Religion is strange, and religious practice is not rational. People commonly say that religion is how ancient people explained how the world works, and now that we have science we don’t need religion.
This point of view insults ancient people and confuses the difference between religion and science, debasing the meaning of both. Science is the human attempt to explain how things work. Religion is the human attempt to explain why things are.
The difference is huge. At its core, science is rational and based on evidence. Religion, on the other hand, is non-rational and based on belief or faith that there is a mystery to existence that is beyond rational understanding.
This week’s Torah portion addresses this with the ritual of the Red Heifer. A Red Heifer, without blemish is slaughtered and completely burned. Its ashes are mixed with water to make a solution that cleanses anyone who becomes ritually impure.
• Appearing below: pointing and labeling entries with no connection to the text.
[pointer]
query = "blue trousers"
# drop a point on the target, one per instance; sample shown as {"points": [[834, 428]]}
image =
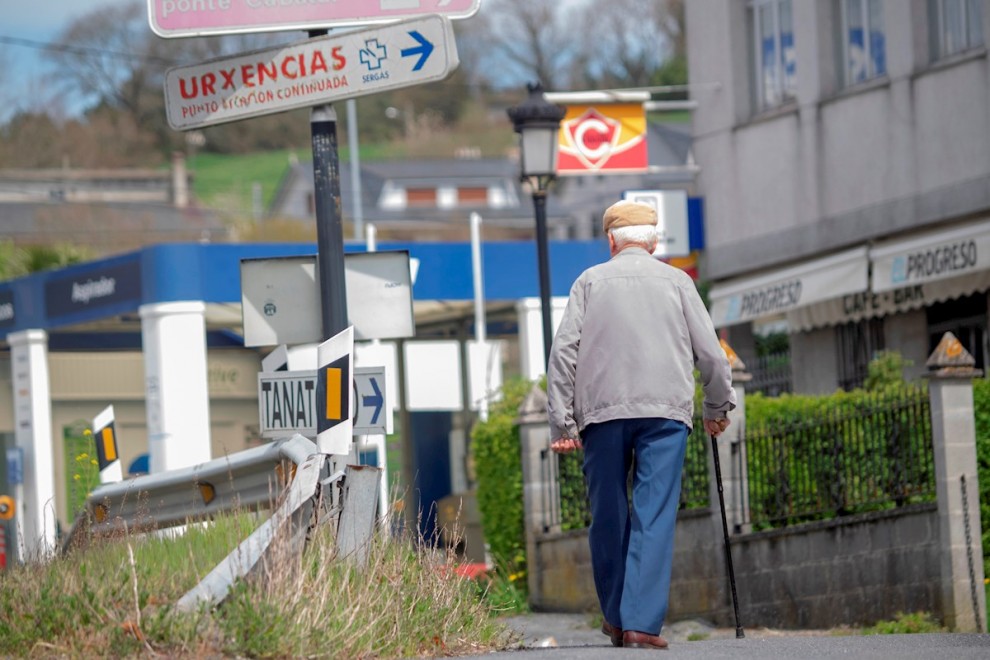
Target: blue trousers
{"points": [[632, 547]]}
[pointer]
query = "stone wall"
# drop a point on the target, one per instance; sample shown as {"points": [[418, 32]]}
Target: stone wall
{"points": [[850, 571]]}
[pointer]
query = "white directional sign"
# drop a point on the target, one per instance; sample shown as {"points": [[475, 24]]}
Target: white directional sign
{"points": [[310, 73], [287, 403], [334, 383], [190, 18], [371, 409]]}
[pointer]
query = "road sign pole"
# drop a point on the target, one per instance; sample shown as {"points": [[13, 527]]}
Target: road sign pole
{"points": [[329, 221]]}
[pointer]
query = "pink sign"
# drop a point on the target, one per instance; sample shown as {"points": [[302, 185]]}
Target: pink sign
{"points": [[190, 18]]}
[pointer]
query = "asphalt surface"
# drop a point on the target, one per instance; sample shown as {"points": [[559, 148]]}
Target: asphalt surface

If it sounds strange, it is. It was strange to our sages of blessed memory as well. In the Pesichta de Rav Kahana (5th or 6th century) Rav Yohanan Ben Zakai explains that this is a hok (a mitzvah without rational reason) commanded by God that simply must be obeyed. In other words, some religious rituals make no rational sense.
Perhaps that is their power. That is, by performing them we are taken to a place where we engage with the mysteries of existence, like fasting, or prayer, or meditation, or kashrut. None have a rational explanation, but all can help us connect to the deeper meaning of life. For, as Hamlet said to Horatio, “There are more things in heaven and earth, Horatio, than are dreamt of in your philosophy.”